- Coordinates: 9°32′38″S 57°27′04″W﻿ / ﻿9.544°S 57.451°W
- Area: 100,000 hectares (250,000 acres)
- Designation: Ecological reserve
- Created: 22 June 1994
- Administrator: Mato Grosso state environmental foundation

= Apiacás Ecological Reserve =

Apiacás Ecological Reserve is a State ecological reserve in the State of Mato Grosso, in Brazil.

==History==

Many expeditions passed through the Apiacás territory, notably the "paranistas" in the 18th and 19th centuries.
The ecological reserve was created by state law 6.464 of 22 June 1994 in the area named Arrecadação da Gleba Pontal.
The objective was to protect and research the flora, fauna and natural beauty of the location.
The state environmental foundation was responsible for administration.

==Location==

The reserve lies in the municipality of Apiacás and has an area of about 100000 ha
The Teles Pires River bounds it to the east and the Juruena River to the west.
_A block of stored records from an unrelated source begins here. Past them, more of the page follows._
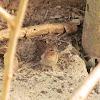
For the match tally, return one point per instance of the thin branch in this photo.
(12, 49)
(5, 15)
(88, 85)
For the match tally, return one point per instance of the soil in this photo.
(33, 81)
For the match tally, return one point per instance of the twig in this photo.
(9, 18)
(88, 85)
(17, 22)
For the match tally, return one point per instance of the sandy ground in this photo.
(33, 81)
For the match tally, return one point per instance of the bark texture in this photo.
(91, 29)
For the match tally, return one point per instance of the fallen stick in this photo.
(40, 30)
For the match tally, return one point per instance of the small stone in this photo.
(71, 90)
(59, 90)
(75, 21)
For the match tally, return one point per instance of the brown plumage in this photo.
(50, 56)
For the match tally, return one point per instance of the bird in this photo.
(50, 57)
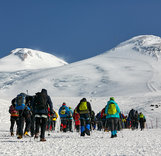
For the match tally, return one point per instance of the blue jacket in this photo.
(116, 115)
(66, 109)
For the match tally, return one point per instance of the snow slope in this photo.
(130, 72)
(23, 58)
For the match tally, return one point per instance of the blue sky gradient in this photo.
(75, 29)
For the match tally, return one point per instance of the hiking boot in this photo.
(36, 136)
(19, 137)
(43, 139)
(26, 134)
(87, 132)
(83, 133)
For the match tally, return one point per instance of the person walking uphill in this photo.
(40, 109)
(112, 110)
(84, 109)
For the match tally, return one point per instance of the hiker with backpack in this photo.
(22, 103)
(142, 120)
(76, 118)
(51, 121)
(14, 117)
(70, 119)
(40, 108)
(64, 114)
(84, 109)
(112, 116)
(54, 118)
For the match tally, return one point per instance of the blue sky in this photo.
(75, 29)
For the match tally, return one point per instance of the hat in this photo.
(112, 98)
(83, 100)
(64, 104)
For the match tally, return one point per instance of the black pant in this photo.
(32, 127)
(41, 122)
(24, 115)
(113, 123)
(84, 119)
(14, 119)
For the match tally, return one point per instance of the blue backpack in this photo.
(20, 101)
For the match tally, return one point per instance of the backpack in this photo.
(54, 115)
(40, 101)
(12, 110)
(83, 106)
(112, 109)
(20, 101)
(63, 111)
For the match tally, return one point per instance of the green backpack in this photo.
(112, 109)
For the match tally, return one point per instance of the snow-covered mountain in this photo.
(146, 44)
(130, 72)
(123, 70)
(23, 58)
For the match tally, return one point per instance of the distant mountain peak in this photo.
(24, 58)
(145, 44)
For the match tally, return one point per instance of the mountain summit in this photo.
(149, 45)
(23, 58)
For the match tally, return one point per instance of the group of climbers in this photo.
(37, 111)
(31, 111)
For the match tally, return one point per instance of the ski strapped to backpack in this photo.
(112, 109)
(20, 101)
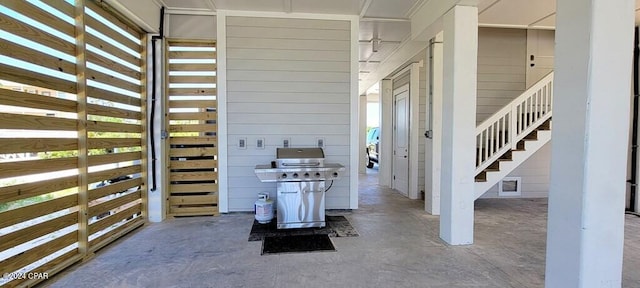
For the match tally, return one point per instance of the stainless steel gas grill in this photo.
(301, 175)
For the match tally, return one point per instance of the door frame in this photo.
(396, 93)
(386, 139)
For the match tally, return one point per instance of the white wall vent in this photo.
(510, 187)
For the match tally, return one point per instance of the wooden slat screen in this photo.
(192, 116)
(115, 129)
(72, 134)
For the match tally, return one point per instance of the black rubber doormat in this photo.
(337, 226)
(297, 244)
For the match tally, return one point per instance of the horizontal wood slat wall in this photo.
(72, 134)
(192, 125)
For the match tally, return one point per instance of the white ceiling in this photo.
(387, 22)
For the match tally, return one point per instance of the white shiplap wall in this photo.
(286, 78)
(501, 68)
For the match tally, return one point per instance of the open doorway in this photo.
(372, 141)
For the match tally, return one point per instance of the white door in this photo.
(400, 178)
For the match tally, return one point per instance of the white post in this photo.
(432, 197)
(459, 124)
(362, 167)
(585, 235)
(386, 131)
(414, 129)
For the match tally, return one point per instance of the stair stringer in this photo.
(506, 167)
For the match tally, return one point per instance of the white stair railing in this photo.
(502, 131)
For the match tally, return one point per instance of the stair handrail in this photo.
(504, 129)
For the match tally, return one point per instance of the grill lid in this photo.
(299, 153)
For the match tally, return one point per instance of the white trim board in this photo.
(221, 73)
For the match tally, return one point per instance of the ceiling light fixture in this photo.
(375, 44)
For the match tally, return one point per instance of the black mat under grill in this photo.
(337, 226)
(296, 244)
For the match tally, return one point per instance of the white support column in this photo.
(414, 131)
(386, 131)
(458, 124)
(585, 235)
(432, 198)
(362, 166)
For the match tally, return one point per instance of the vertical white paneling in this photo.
(422, 123)
(286, 99)
(355, 144)
(540, 54)
(501, 68)
(223, 185)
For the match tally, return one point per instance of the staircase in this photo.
(510, 136)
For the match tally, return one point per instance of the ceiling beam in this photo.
(384, 19)
(365, 7)
(212, 4)
(430, 13)
(287, 6)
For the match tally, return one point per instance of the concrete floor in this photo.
(398, 246)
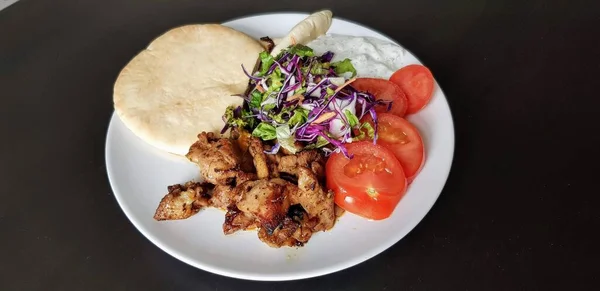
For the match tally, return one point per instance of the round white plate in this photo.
(139, 175)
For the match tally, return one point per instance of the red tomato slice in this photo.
(403, 139)
(417, 83)
(370, 184)
(386, 90)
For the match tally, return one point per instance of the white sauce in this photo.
(371, 57)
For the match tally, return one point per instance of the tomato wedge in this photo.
(417, 83)
(386, 90)
(403, 139)
(370, 184)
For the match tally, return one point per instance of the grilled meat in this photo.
(314, 199)
(311, 159)
(182, 201)
(259, 158)
(237, 220)
(266, 200)
(281, 195)
(219, 160)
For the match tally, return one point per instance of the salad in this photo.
(300, 101)
(303, 101)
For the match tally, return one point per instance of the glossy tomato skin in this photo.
(417, 83)
(372, 195)
(386, 90)
(402, 138)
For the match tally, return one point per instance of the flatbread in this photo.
(310, 28)
(181, 84)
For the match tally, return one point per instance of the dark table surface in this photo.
(517, 213)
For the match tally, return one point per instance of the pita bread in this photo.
(310, 28)
(181, 84)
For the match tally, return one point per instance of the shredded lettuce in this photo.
(267, 61)
(365, 130)
(285, 138)
(299, 117)
(265, 131)
(301, 50)
(352, 119)
(344, 66)
(303, 99)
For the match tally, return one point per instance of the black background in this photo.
(519, 211)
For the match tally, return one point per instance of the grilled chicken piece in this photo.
(314, 199)
(218, 159)
(259, 158)
(266, 200)
(182, 201)
(311, 159)
(237, 220)
(222, 196)
(296, 230)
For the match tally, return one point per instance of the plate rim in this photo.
(367, 255)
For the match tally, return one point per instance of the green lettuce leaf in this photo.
(352, 119)
(267, 61)
(321, 141)
(255, 99)
(366, 130)
(301, 50)
(300, 116)
(344, 66)
(285, 138)
(264, 131)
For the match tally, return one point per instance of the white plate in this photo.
(139, 175)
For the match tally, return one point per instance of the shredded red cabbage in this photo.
(305, 89)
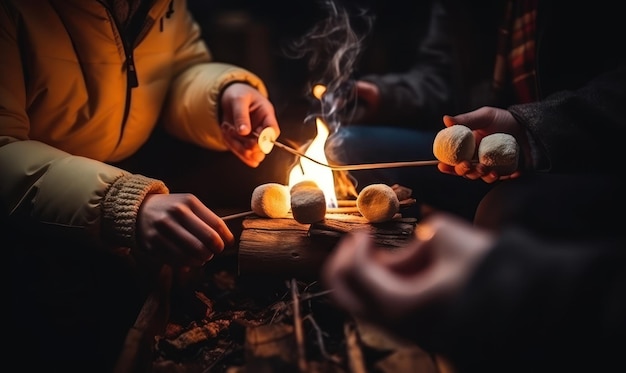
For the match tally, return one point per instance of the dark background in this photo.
(254, 35)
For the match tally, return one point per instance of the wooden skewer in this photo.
(364, 166)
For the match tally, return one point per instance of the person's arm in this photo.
(416, 98)
(192, 109)
(545, 306)
(45, 188)
(487, 301)
(579, 130)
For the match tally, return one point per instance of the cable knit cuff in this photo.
(121, 204)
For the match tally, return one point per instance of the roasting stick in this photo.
(364, 166)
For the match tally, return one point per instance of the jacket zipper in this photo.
(131, 71)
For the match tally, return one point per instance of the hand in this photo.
(399, 287)
(181, 229)
(245, 113)
(483, 122)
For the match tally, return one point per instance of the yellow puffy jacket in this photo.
(75, 95)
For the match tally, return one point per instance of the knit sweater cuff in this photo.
(121, 205)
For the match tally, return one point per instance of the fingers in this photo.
(245, 114)
(245, 148)
(237, 112)
(182, 230)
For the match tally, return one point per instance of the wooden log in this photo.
(285, 248)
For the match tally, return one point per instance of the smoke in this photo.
(332, 49)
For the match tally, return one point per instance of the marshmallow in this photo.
(308, 203)
(499, 151)
(271, 200)
(378, 203)
(454, 144)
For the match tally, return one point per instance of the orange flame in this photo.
(311, 171)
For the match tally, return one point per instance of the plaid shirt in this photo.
(515, 60)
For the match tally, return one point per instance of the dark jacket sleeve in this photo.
(418, 97)
(579, 130)
(537, 306)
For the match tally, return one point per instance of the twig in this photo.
(297, 321)
(355, 354)
(320, 340)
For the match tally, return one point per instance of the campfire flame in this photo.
(309, 170)
(333, 46)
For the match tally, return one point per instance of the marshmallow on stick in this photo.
(271, 200)
(308, 202)
(378, 203)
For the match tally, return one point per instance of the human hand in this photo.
(180, 229)
(483, 122)
(401, 287)
(245, 113)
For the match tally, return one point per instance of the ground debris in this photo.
(225, 323)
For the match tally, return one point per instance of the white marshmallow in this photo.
(454, 144)
(378, 203)
(271, 200)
It extends to the confluence of these rivers in the north.
The reserve is one of the least-studied areas of the Amazon biome.
It is laced with an intricate network of streams in the basins of the Juruena and Teles Pires.
The reserve would be in the proposed South Amazon Ecotones Ecological Corridor.

==Fauna==

The reserve is home to several endangered species including the giant anteater (Myrmecophaga tridactyla), bush dog (Speothos venaticus) and swallow-tailed kite (Elanoides forficatus).
A total of 193 bird species have been recorded, including the endangered Kawall's amazon (Amazona kawalli), golden parakeet (Guaruba guarouba), orange-cheeked parrot (Pyrilia barrabandi), vulturine parrot (Pyrilia vulturina) and golden-crowned manakin (Lepidothrix vilasboasi).